RISC-V does not in any way depend on instruction fusion. I don't why this meme persists, especially as no RISC-V cores in the market do instruction fusion.

High end OoO cores in other ISAs are BREAKING DOWN complex instructions into µops. RISC-V is pre-broken down. The one exception to that is current x86 and ARM cores DO do instruction fusion, to combine a compare with a following conditional branch. Which is a singe instruction in RISC-V in the first place. SO it is actually the other way around.

Low end cores shouldn't be doing either fusion or breaking down into µops. They are supposed to be as simple as possible, and doing either of those is a complication using significant silicon area and energy.

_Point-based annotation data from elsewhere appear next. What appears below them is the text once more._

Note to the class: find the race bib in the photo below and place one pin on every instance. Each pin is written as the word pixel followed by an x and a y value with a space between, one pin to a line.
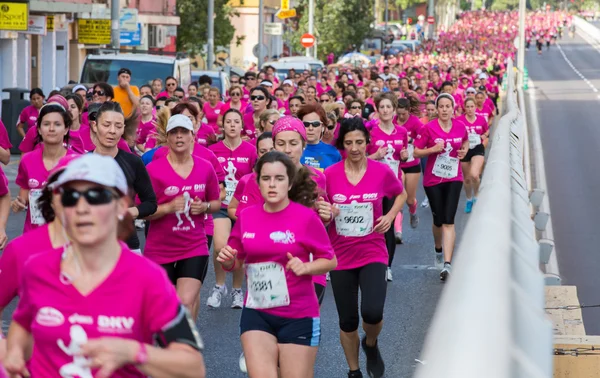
pixel 411 153
pixel 445 166
pixel 393 164
pixel 474 140
pixel 355 219
pixel 267 286
pixel 229 191
pixel 35 214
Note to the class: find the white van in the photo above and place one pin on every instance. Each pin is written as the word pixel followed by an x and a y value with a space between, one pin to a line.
pixel 144 68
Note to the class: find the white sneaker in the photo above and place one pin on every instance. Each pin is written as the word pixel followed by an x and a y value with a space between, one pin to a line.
pixel 439 260
pixel 243 367
pixel 214 300
pixel 238 298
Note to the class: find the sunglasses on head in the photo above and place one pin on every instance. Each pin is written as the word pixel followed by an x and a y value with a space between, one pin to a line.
pixel 314 124
pixel 93 196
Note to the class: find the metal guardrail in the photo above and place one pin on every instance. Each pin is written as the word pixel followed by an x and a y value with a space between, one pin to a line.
pixel 490 321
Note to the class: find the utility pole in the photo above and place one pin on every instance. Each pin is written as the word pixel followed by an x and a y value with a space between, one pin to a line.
pixel 521 50
pixel 210 54
pixel 261 32
pixel 115 15
pixel 311 22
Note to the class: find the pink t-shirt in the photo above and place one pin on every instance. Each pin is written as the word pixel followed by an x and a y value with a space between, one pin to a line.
pixel 32 176
pixel 378 181
pixel 136 301
pixel 212 114
pixel 395 142
pixel 259 237
pixel 29 116
pixel 180 236
pixel 412 125
pixel 236 164
pixel 14 257
pixel 430 134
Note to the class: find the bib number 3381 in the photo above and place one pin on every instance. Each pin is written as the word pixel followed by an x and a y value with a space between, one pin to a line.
pixel 445 166
pixel 267 286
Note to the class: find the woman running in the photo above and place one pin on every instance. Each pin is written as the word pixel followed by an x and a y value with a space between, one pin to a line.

There might be a place for instruction fusion in mid-range cores. Things in the ARM Cortex A53 / A55 / A510 range. The most popular RISC-V core in that segment, the SiFive U74 (used in the HiFive Unmatched, BeagleV Starlight, VisionFive v1, VisionFive 2, Pine64 Star64 .. and probably more yet to be announced) doesn't fuse multiple instructions into one instruction, but it does pair a forward conditional branch past a single instruction with that following instruction. Both instructions still exist, they each go down one of the two execution pipelines side by side, the same as if the branch was predicted not-taken. At the final pipe stage if the branch turns out to be taken, instead of taking a mis-predicted branch penalty and flushing the pipeline, the U74 simply does not write the result of that following instruction back to the destination register.

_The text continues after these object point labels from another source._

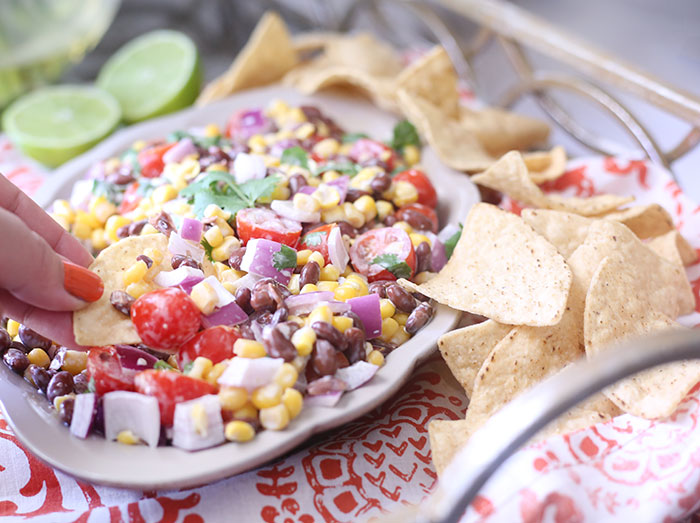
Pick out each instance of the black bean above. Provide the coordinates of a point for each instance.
(16, 360)
(423, 254)
(32, 339)
(277, 345)
(236, 257)
(400, 298)
(323, 358)
(60, 385)
(309, 274)
(419, 317)
(65, 411)
(121, 301)
(326, 331)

That's the closest any currently shipping RISC-V core I know of comes to instruction fusion.

"crazy difficult to implement levels of instruction fusion" does not exist anywhere, and is not needed. It's just an idea from an academic which doesn't actually exist in the real world, at least at present.

The meme persists because the ISA has a lot of “simple” instructions that don’t actually match what real world software would like to make performant, so a bunch of RISC-V enthusiasts handwave it away as “oh the chip will just fuse all the instructions and make it efficient”.